Une grande consultation publique est ouverte à tous les citoyens européens jusqu à mi-février 2018. Une grande consultation publique est ouverte à tous les citoyens européens jusqu'à mi-février 2018. [Capture d écran du compte twitter de la Commission européenne]

Échaudée par leur prolifération avec les élections américaines puis françaises et allemandes, Bruxelles a finalement décidé de se saisir de l'épineux dossier des «fakes news» (fausses informations). La Commission européenne a lancé ce lundi une consultation publique à destination de tous les citoyens du vieux continent.
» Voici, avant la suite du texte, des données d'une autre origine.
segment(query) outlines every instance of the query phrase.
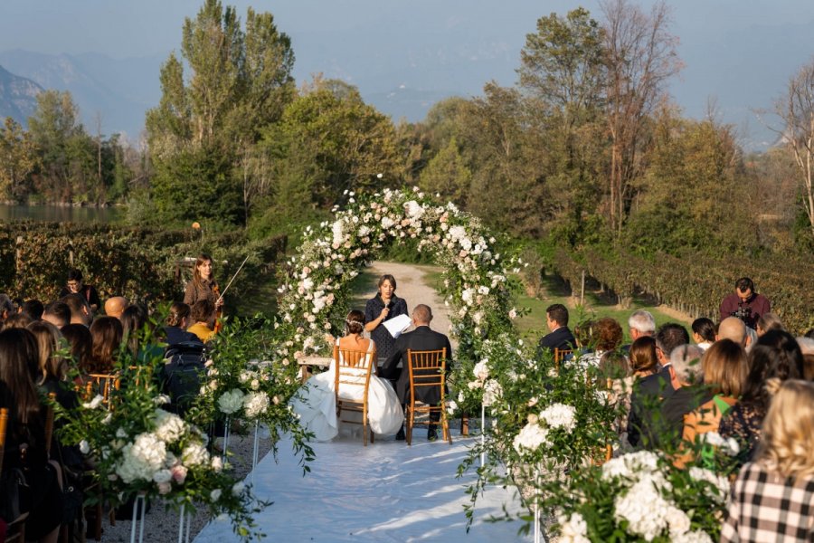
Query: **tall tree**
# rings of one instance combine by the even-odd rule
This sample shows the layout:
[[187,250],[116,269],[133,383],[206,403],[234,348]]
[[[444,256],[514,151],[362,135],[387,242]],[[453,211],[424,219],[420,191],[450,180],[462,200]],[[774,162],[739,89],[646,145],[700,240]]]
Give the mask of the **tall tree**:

Comment différenciez-vous des informations vérifiées des «fake news» ? Quelles sources vous semblent les plus fiables ? Comment pouvez-vous freiner la prolifération des «fake news»?

Voici un échantillon de questions posées aux internautes via une enquête en ligne (en anglais) sur le site de la Commission européenne disponible jusqu'à mi-février 2018.

Les réponses récoltées devront aider Bruxelles à trouver des moyens efficaces pour vérifier la fiabilité d'une information et à s'adapter aux défis posés par l'ère numérique. Suite à cette enquête, des mesures seront annoncées au printemps 2018.

Des contenus qui « déforment notre perception de la réalité»

Ce pouls de l'opinion publique pourrait aussi aider la Commission à peser contre les géants d'internet tels Facebook ou Twitter, qui ne cessent de se déresponsabiliser de leur influence parce qu'ils ne sont pas des médias en tant que tels.

La Commission européenne a également créé un «groupe d'experts de haut niveau» qui devra également formuler des pistes pour «lutter contre la diffusion de fausses nouvelles», d'après le communiqué de Bruxelles.

La question des informations visant à tromper le public, ainsi que leur relai sur les réseaux sociaux, font débat, particulièrement dans le cadre des enquêtes des autorités américaines sur une possible ingérence russe dans la campagne présidentielle de 2016, qui a mené à la victoire de Donald Trump.

La diffusion de ces contenus représente un «problème de plus en plus aigu pour le fonctionnement de nos démocraties parce qu'elle déforme notre perception de la réalité», conclut la Commission.